Evaluation Setup
Multimodal reasoning across diverse domains (Math, Geometry, Logic)
Benchmarks:
- MathVerse (Visual Math Reasoning)
- MathVista (Visual Math Reasoning)
- We-Math (Visual Math Reasoning)
- MMMU (Multi-discipline Multimodal Reasoning)
- CMMMU (Chinese Multi-discipline Multimodal Reasoning)
- CV-Bench (Computer Vision Perception)
- MMStar (Multimodal Star)
- RealWorldQA (Real-world Question Answering)
Metrics:
- Accuracy
- Statistical methodology: Not explicitly reported in the paper
Main Takeaways
- Token perception analysis reveals that visual dependency is sparsely distributed: only a small fraction of tokens in a Chain-of-Thought actually rely on the image.

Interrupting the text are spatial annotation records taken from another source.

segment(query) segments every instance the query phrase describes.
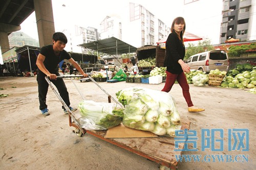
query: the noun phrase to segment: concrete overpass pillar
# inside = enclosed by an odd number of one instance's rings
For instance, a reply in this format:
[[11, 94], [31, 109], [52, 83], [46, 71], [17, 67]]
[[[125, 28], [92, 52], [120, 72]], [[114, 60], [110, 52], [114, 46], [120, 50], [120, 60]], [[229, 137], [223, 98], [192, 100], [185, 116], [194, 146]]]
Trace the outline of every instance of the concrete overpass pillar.
[[0, 46], [2, 53], [4, 53], [10, 50], [8, 34], [20, 30], [20, 26], [15, 26], [0, 23]]
[[52, 44], [55, 32], [51, 0], [34, 0], [40, 47]]

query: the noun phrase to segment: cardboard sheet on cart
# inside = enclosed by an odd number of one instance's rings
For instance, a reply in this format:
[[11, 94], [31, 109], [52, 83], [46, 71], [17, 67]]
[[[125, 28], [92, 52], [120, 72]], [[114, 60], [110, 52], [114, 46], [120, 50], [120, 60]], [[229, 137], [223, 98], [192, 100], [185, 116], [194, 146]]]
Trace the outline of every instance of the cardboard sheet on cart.
[[152, 132], [129, 128], [122, 124], [108, 129], [105, 135], [105, 138], [156, 137], [158, 136]]

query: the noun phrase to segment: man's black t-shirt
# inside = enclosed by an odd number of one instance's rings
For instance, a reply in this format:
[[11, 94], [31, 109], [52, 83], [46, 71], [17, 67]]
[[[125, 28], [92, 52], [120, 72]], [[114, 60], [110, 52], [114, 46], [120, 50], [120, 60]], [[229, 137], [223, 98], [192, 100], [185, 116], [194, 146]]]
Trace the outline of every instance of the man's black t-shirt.
[[59, 56], [56, 56], [53, 51], [53, 45], [43, 46], [40, 50], [40, 54], [46, 57], [44, 64], [51, 73], [58, 72], [58, 64], [63, 59], [71, 59], [70, 55], [65, 50], [60, 52]]

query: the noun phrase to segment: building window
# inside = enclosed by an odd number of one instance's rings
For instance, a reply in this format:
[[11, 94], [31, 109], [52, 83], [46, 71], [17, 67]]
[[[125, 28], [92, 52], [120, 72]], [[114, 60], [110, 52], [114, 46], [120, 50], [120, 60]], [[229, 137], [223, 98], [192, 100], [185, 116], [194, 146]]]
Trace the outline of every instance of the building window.
[[238, 24], [246, 23], [249, 22], [249, 18], [240, 19], [238, 20]]
[[229, 9], [231, 11], [234, 11], [236, 10], [236, 6], [229, 7]]
[[184, 0], [184, 5], [192, 3], [199, 0]]
[[227, 27], [228, 30], [233, 30], [234, 29], [234, 26], [229, 26]]
[[134, 4], [130, 3], [130, 21], [140, 18], [140, 5]]
[[250, 7], [246, 7], [241, 8], [239, 12], [240, 13], [242, 13], [246, 12], [249, 12], [249, 11], [250, 11]]
[[238, 31], [238, 35], [247, 34], [248, 30]]
[[227, 22], [222, 23], [222, 27], [227, 27]]
[[228, 17], [228, 21], [231, 21], [234, 19], [234, 16], [230, 16]]

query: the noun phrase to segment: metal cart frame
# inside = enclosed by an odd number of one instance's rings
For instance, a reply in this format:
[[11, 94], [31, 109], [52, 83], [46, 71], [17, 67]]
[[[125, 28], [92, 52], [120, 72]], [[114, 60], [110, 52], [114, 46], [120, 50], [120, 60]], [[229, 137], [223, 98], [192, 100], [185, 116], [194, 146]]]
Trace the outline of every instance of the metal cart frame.
[[[74, 77], [81, 78], [82, 77], [82, 76], [67, 75], [57, 76], [57, 78], [70, 78], [82, 98], [85, 100], [72, 79]], [[108, 95], [109, 103], [111, 103], [111, 99], [112, 99], [112, 100], [123, 107], [123, 106], [121, 104], [105, 91], [93, 79], [91, 78], [90, 76], [89, 77], [92, 81], [95, 83], [96, 85]], [[178, 162], [177, 162], [175, 155], [181, 155], [181, 151], [174, 152], [175, 141], [173, 138], [159, 136], [156, 138], [105, 138], [104, 136], [107, 130], [94, 131], [86, 130], [81, 127], [79, 122], [75, 117], [72, 111], [60, 97], [56, 88], [52, 85], [48, 78], [46, 77], [45, 79], [65, 109], [68, 111], [69, 126], [76, 128], [74, 132], [78, 136], [81, 136], [83, 134], [87, 133], [119, 147], [142, 156], [148, 160], [154, 161], [158, 163], [159, 167], [160, 169], [161, 168], [164, 169], [165, 168], [164, 166], [171, 169], [177, 169], [178, 168]], [[189, 125], [189, 122], [183, 123], [182, 124], [181, 129], [188, 129]], [[179, 148], [183, 148], [184, 147], [184, 143], [179, 143]], [[154, 148], [157, 149], [157, 150], [154, 151]]]

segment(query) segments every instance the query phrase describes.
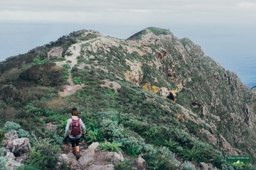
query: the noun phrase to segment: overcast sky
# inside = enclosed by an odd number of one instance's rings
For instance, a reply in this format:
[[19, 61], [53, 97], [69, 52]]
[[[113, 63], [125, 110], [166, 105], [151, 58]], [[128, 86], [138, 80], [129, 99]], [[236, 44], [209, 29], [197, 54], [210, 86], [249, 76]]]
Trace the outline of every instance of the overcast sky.
[[[73, 31], [94, 29], [105, 35], [127, 38], [149, 26], [170, 28], [178, 38], [189, 38], [219, 62], [228, 56], [245, 55], [246, 58], [247, 54], [251, 58], [256, 53], [255, 0], [0, 2], [0, 61]], [[229, 68], [223, 65], [225, 61], [220, 64]]]
[[0, 21], [137, 25], [255, 24], [255, 1], [1, 0]]

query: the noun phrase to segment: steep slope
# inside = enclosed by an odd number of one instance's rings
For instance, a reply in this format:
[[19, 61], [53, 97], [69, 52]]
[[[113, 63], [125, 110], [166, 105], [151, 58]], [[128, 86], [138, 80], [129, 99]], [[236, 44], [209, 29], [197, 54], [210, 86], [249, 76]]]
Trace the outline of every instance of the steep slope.
[[[57, 47], [63, 49], [59, 55], [64, 57], [50, 56]], [[178, 163], [171, 153], [164, 153], [163, 145], [194, 162], [217, 159], [220, 153], [214, 148], [256, 158], [255, 92], [188, 38], [154, 27], [127, 40], [82, 30], [32, 52], [0, 63], [4, 108], [0, 114], [14, 113], [2, 123], [16, 120], [33, 129], [22, 112], [33, 117], [42, 109], [46, 117], [36, 118], [37, 123], [62, 124], [46, 111], [65, 118], [63, 114], [76, 106], [86, 113], [81, 117], [89, 132], [106, 130], [102, 137], [121, 142], [127, 154], [144, 154], [149, 166], [158, 159]], [[61, 97], [69, 74], [85, 87]], [[178, 145], [170, 147], [173, 141]], [[200, 151], [201, 160], [186, 157], [193, 149]]]

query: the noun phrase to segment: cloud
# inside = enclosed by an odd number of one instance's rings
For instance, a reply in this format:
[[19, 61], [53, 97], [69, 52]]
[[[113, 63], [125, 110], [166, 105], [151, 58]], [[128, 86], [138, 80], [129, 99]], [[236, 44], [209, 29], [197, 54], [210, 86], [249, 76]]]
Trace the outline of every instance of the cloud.
[[255, 20], [255, 8], [241, 0], [9, 0], [1, 2], [0, 22], [237, 24]]

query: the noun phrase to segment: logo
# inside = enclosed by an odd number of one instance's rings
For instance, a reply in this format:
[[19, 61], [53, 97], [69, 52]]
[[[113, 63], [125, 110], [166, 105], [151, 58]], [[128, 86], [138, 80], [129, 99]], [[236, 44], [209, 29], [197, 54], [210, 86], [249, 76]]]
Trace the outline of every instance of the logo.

- Trajectory analysis shows significant divergence: only some correct reasoning paths are 'perception-driven', while others may be shortcuts; standard RL fails to distinguish these.
- VPPO achieves substantial gains (+19.2% on 7B, +7.6% on 32B) by explicitly targeting these pivotal tokens and perception-heavy trajectories.
- The method scales effectively from 7B to 32B models, suggesting robustness across model sizes.